Author: Joyce Carol Oates

First published: 1993

Genre: Novel

Locale: Hammond, a small city in upstate New York

Plot: Psychological realism

Time: 1952–1956

Madeleine (Maddy) Faith Wirtz, the novel's narrator. Maddy lives quietly in New Mexico, where she works as an astronomer's assistant. Thirty-five years earlier, she was a member of FOXFIRE and the historian of that gang's violent exploits. Now, in 1989, the fifty-year-old Maddy is transcribing the notebooks in which she recorded the adventures of the girl gang in the early 1950's.

Margaret Ann “Legs” Sadovsky, FOXFIRE's first in command and the inspiration for most of its adventures. Sixteen years old when she brings the gang of misfit girls together, Legs is the product of a broken home. Her mother died when she was born, and her father (who may not be her biological parent) is an abusive alcoholic.

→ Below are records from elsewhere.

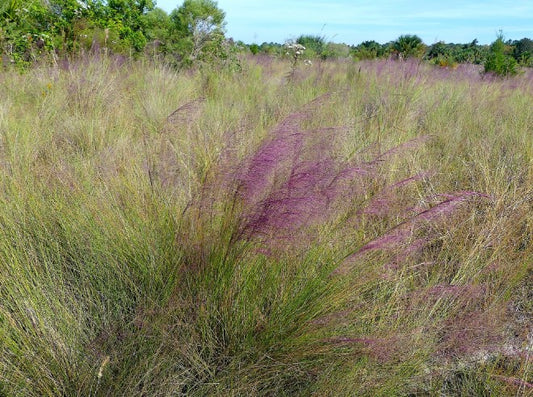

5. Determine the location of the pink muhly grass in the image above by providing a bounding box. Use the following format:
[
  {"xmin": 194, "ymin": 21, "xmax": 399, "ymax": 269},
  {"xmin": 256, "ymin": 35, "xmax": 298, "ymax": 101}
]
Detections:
[
  {"xmin": 323, "ymin": 334, "xmax": 410, "ymax": 364},
  {"xmin": 334, "ymin": 191, "xmax": 489, "ymax": 273}
]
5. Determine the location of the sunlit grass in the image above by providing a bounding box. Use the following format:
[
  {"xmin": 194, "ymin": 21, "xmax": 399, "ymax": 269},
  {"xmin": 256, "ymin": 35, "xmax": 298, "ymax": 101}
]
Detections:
[{"xmin": 0, "ymin": 58, "xmax": 533, "ymax": 396}]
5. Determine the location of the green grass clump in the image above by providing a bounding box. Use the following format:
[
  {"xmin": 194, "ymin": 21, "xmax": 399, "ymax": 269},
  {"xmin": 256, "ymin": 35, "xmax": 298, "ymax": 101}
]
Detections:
[{"xmin": 0, "ymin": 59, "xmax": 533, "ymax": 396}]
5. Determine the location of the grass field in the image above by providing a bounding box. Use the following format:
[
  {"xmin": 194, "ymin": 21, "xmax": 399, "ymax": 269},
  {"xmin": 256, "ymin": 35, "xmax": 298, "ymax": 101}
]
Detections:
[{"xmin": 0, "ymin": 57, "xmax": 533, "ymax": 396}]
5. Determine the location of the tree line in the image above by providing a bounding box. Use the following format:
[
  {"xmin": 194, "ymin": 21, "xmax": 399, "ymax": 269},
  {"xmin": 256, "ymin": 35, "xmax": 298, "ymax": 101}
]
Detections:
[{"xmin": 0, "ymin": 0, "xmax": 533, "ymax": 75}]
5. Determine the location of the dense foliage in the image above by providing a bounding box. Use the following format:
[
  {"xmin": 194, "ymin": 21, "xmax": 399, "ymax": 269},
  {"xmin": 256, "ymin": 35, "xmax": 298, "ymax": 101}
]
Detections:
[
  {"xmin": 0, "ymin": 53, "xmax": 533, "ymax": 397},
  {"xmin": 4, "ymin": 0, "xmax": 533, "ymax": 76},
  {"xmin": 0, "ymin": 0, "xmax": 233, "ymax": 67}
]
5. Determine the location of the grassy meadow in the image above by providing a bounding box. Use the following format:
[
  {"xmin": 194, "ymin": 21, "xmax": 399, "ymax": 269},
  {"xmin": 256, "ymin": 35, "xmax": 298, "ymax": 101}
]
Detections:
[{"xmin": 0, "ymin": 57, "xmax": 533, "ymax": 396}]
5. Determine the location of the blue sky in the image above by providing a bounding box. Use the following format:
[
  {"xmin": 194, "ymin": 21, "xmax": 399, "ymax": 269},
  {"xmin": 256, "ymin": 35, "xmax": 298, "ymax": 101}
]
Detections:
[{"xmin": 157, "ymin": 0, "xmax": 533, "ymax": 44}]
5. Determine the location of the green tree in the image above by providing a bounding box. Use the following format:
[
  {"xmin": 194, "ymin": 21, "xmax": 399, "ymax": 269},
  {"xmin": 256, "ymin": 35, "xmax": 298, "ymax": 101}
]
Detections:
[
  {"xmin": 513, "ymin": 37, "xmax": 533, "ymax": 66},
  {"xmin": 485, "ymin": 32, "xmax": 518, "ymax": 77},
  {"xmin": 170, "ymin": 0, "xmax": 227, "ymax": 63},
  {"xmin": 392, "ymin": 34, "xmax": 426, "ymax": 59},
  {"xmin": 296, "ymin": 35, "xmax": 326, "ymax": 58}
]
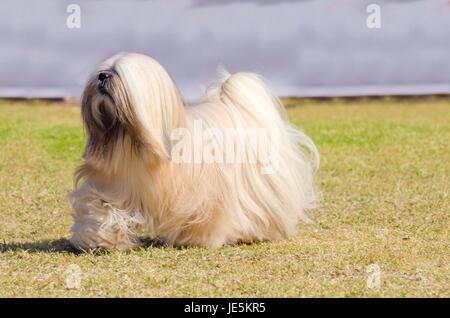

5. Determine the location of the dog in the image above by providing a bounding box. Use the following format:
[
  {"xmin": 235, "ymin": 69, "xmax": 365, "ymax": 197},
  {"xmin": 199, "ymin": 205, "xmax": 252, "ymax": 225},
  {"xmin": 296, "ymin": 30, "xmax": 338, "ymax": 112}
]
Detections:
[{"xmin": 69, "ymin": 53, "xmax": 319, "ymax": 251}]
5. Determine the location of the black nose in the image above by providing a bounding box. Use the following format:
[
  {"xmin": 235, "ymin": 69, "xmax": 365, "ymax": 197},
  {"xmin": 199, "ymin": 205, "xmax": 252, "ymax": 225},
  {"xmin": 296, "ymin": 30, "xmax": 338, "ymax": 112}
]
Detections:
[{"xmin": 98, "ymin": 72, "xmax": 111, "ymax": 82}]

Legs transcends her own awful beginnings to bring this gang of girls together into the only community they may ever know.

Elizabeth (Rita) O'Hagan, a slightly overweight young girl in the gang. Her sexual abuse at the hands of Mr. Buttinger, her ninth grade math teacher, precipitates the first act of FOXFIRE. The youngest of nine O'Hagan children, Rita was gang raped two years earlier by the Viscounts. Eventually, she will be banned from the gang for dating a boy.

Betty “Goldie” Siefried, the first lieutenant of FOXFIRE, who at the age of fifteen is five feet, ten inches, tall. She has been kept back in school so is in Maddy's class, “towering above everyone except the tallest boys.”

Loretta (Lana) Maguire, the fifth of the founding gang members, a tall, good-looking platinum blonde with one weak eye.

Violet “Snow White” Kahn, one of several girls who join FOXFIRE later. Her beauty is used as a lure in some of the gang's worst crimes.

Whitney Kellogg, Jr., a Hammond industrialist whose attraction for Violet is used in his own kidnapping but whose religious conversion helps foil the plot.